Belgian architect Vincent Callebaut has recently come up with an interesting and unique solution to turning an old, 1970’s apartment building into a very sustainable complex. His plans call for the transformation of the existing concrete structure into an energy producing building with a green façade.

Callebaut would leave the building as is, but would add 274 planter beds into its ornamental façade. These would hold about 10,000 plants carefully chosen by botanists, to create a sort of vertical garden or green façade, which would increase the building’s thermal performance and clean the air. According to Callebaut’s calculations the plants would capture 50 tons of C02 per year. The windows of the apartments would also have to be exchanged for energy saving ones to further improve the thermal performance of the building. Keeping the green façade flourishing would not be difficult at all, since there would be a drip-feed system that would require maintenance only twice a year.

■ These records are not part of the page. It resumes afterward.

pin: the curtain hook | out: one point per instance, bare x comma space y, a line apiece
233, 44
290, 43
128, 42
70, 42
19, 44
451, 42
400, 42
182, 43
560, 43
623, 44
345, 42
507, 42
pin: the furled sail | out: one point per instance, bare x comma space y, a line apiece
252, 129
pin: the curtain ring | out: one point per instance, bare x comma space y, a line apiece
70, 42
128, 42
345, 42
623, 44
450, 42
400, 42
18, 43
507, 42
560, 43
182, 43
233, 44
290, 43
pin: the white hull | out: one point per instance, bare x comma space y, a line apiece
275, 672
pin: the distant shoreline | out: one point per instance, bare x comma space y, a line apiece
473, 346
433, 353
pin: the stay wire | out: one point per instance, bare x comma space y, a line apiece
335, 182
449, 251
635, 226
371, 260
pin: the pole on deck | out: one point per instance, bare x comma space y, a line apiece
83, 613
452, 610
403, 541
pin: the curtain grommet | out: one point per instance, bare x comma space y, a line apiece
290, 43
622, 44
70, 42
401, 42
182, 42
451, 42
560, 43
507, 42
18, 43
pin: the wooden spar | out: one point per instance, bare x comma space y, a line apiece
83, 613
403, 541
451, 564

The second step in the renovation of this building to make it more sustainable would be the installation of a structure called the Chrysalis, which would be placed on the roof. A large solar panel array and 42 wind turbines would cover the top of the Chrysalis, which would produce an estimated 128,340 kWh of energy per year. This would offset the energy needs of the building considerably. The Chrysalis itself would be made of timber and steel and could be used as retail or office space, or extra residential space.




The project is quite ambitious, but it would make this particular building nearly independent of the power grid. It’s still in the design stage though, and there’s no word yet whether it will ever get the green light.